Ottawa

Sarkozy’s campaign director: Angela Merkel

In one of the elaborate prime-time TV interviews with selected interrogators that are a staple of French presidential politics, Nicolas Sarkozy tonight put his fate in the hands of Angela Merkel. He announced a modest increase in, basically, the country’s GST — to kick in after April’s presidential election — to pay for reductions in business taxes to stimulate employment. That was a key feature of Merkel’s economic policy, designed to make it cheaper for employers to hire. He waved his hands a lot and alluded, in vaguer terms, to much tougher reforms implemented by Merkel’s predecessor, Gerhard Schröder, in 2004.

No analyst could miss the point: Germany is Sarkozy’s model now, and the perennially unpopular Sarkozy is following in the inexhaustibly popular Merkel’s footsteps.

But that wasn’t even the most extraordinary news in German-French relations this weekend, not even close. No, the most extraordinary news is that Merkel will campaign actively in France for Sarkozy’s re-election, going so far as to attend campaign rallies at his side. 

This news comes courtesy of the director-general of Merkel’s Christian Democratic Union party, Hermann Gröhe, who addressed Sarkozy’s UMP party this weekend and who does not seem to be a shy fellow. He decried French Socialist candiate François Hollande’s “dusty ideas” and declared, “Mr. Hollande, none of your vague declarations offers solutions to the urgent problems of our time!”

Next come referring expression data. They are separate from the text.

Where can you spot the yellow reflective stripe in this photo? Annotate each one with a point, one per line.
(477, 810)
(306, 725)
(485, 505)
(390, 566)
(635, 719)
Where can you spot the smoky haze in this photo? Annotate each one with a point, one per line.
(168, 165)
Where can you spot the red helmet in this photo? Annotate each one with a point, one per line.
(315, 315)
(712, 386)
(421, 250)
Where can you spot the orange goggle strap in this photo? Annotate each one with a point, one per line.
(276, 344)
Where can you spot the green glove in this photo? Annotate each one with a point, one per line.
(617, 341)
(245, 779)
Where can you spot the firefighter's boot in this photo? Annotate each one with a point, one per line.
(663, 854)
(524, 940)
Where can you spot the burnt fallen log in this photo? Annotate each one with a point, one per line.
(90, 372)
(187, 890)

Pause here to consider what would happen if a sitting Democratic National Committee chairman had come to Canada last spring to announce Barack Obama’s participation in the coming election at Michael Ignatieff’s side. Or Jack Layton’s. Maybe he’d have flipped a coin. Anyway, you get the point.

Anyway, Gröhe’s intervention appears to have an element of tit-for-tat to it, because Hollande was in Berlin in December to tell the German Socialists, “Wir gewinnen zusammen,” “We will win together.”

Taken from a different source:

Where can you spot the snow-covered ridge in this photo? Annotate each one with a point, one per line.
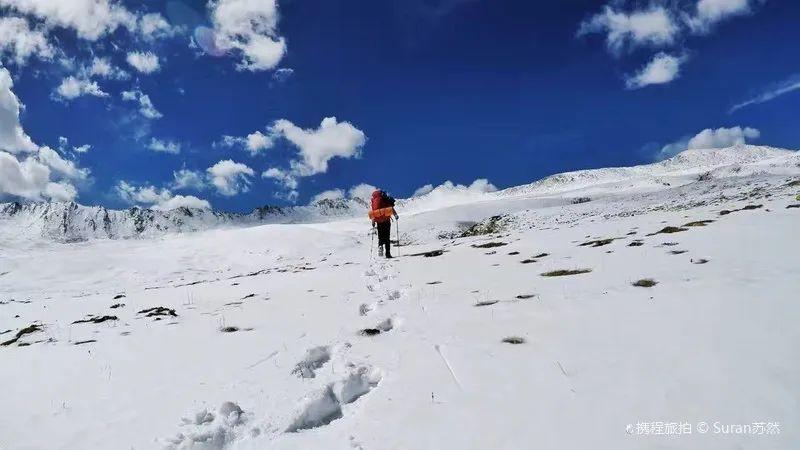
(69, 221)
(73, 222)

There are a few things going on here. First, a genuine belief among the Germans that, while Sarkozy can be an inconstant and sometimes boneheaded partner, he is at least sometimes interested in running an economy the way Schröder and Merkel have done in succession. Second, an understanding that if Merkel and Sarkozy do not hang together they will most assuredly hang separately. It has been a cold season for incumbent European governments seeking re-election. Merkel is popular at home but she cannot weigh in the European balance without an ally. She’s hardly alone — she gets on well with Poland’s Donald Tusk, for instance — but Poland doesn’t carry a fraction the weight in Europe that France does.

The best story here, however, is the complex and maddening personal relationship between Sarkozy and Merkel. I dearly hope a top political reporter in one of the two countries is writing a book about it. They are opposites in so many ways. He is a loudmouth and a magpie. She makes boring a virtue. He courts the press and pouts over its slights; she is notoriously inaccessible to reporters. Only last autumn he told a boorish joke about her that made instant headlines (“She says she’s on a diet… then helps herself to more cheese”).

Their nations’ fates are so intertwined they cannot live without each other. In a touching gesture toward that historic truth, he flew to Berlin to visit her on the very day of his inauguration in 2007. They speak daily on the phone, rarely go a few weeks without meeting. He has trailed consistently in the polls, and if he wins this spring, he will owe her even more than he already does. The whole thing fascinates me.